When people enter the Turquoise Cup, they can take classes on pottery, or guests can walk in and select a piece of pottery to paint. 

“There’s a studio fee and the cost for the pottery,” says Jones. “Our art assistants will help you with picking paints, and tools. You’ll spend an hour or two painting. Then you’ll leave the pottery here and we’ll fire it in the kiln to about 1800 degrees and then you pick it up here in a week. When people come back for it, everyone is always surprised and the kids love it. People are always so shocked that their pottery turned out the way it did, and will come back and talk about how they still use the mug they made.”

The kiln, if you’re unfamiliar, is a chamber that heats up and turns what you made with clay into reality—”The lowest temperature we fire to is 1888 degrees, and it takes about seven hours to get to that temperature,” explains Jones. “Then it takes another 24 hours for it to cool down for us to take it out.”

Also included at the painting stations are selfie sticks for people to record themselves painting their set of pottery. Jones wants visitors to remember the whole experience of doing pottery. 

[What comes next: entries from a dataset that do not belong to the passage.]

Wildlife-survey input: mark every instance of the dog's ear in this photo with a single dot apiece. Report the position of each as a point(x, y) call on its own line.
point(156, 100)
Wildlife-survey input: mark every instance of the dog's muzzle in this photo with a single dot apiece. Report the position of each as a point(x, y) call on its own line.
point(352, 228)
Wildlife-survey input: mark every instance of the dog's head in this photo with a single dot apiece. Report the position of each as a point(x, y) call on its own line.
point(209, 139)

“The point of the selfie sticks isn’t to record you, but to record the work that you are doing,” says Jones. “We encourage people to use time-lapse to record whatever they are doing for a really cool memory … but also the phone is out of your hands and you are interacting with the people at the table.”

Even though people won’t have phones in their hands, they might have a drink instead. Jones is teaming up with Evermore Coffee, a Burlington City-based coffee shop for beans. There’s also a speciality drink that Jones has in mind as well. 

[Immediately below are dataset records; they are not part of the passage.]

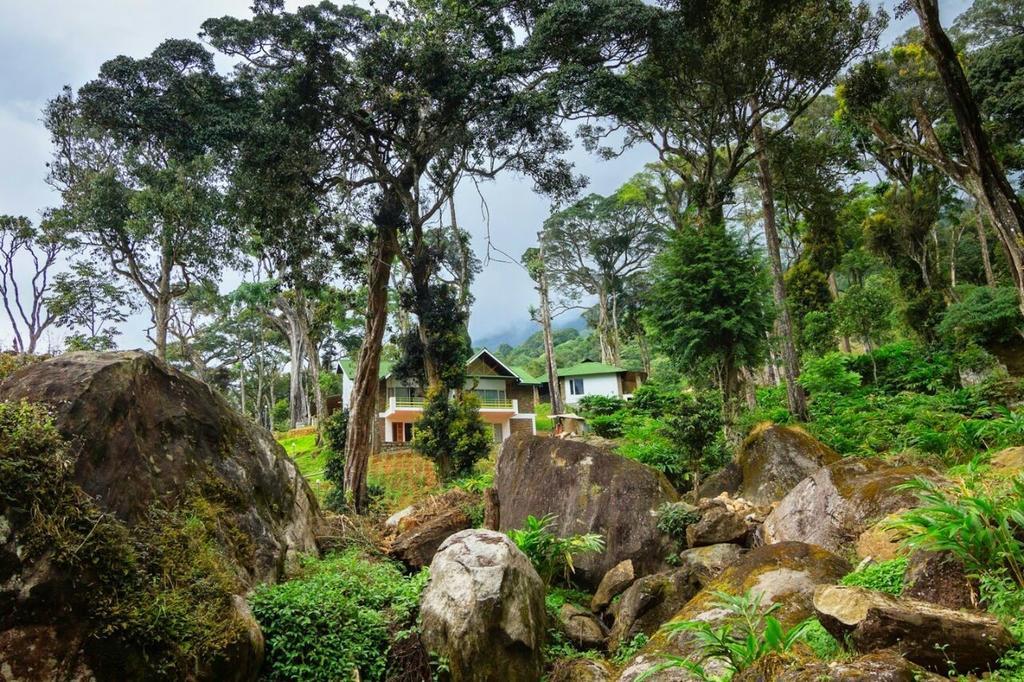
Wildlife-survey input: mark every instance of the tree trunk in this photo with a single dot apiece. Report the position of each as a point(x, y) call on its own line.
point(791, 363)
point(993, 190)
point(549, 342)
point(161, 321)
point(983, 245)
point(363, 413)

“I started this speciality drink that is popular with kids, but adults love it as well,” explains Jones. “It’s called unicorn hot cocoa and it’s a white hot chocolate, but then it has a rainbow swirl.”

In the long term, Jones would like to expand The Turquoise Cup to other parts of South Jersey, but right now her main focus is making sure guests leave with a memorable experience. 

“The goal is to have this place filled with people looking to spend time together,” says Jones. “I want this place to be a destination for people looking to spend time together.”

The Turquoise Cup. 325 High St., Burlington.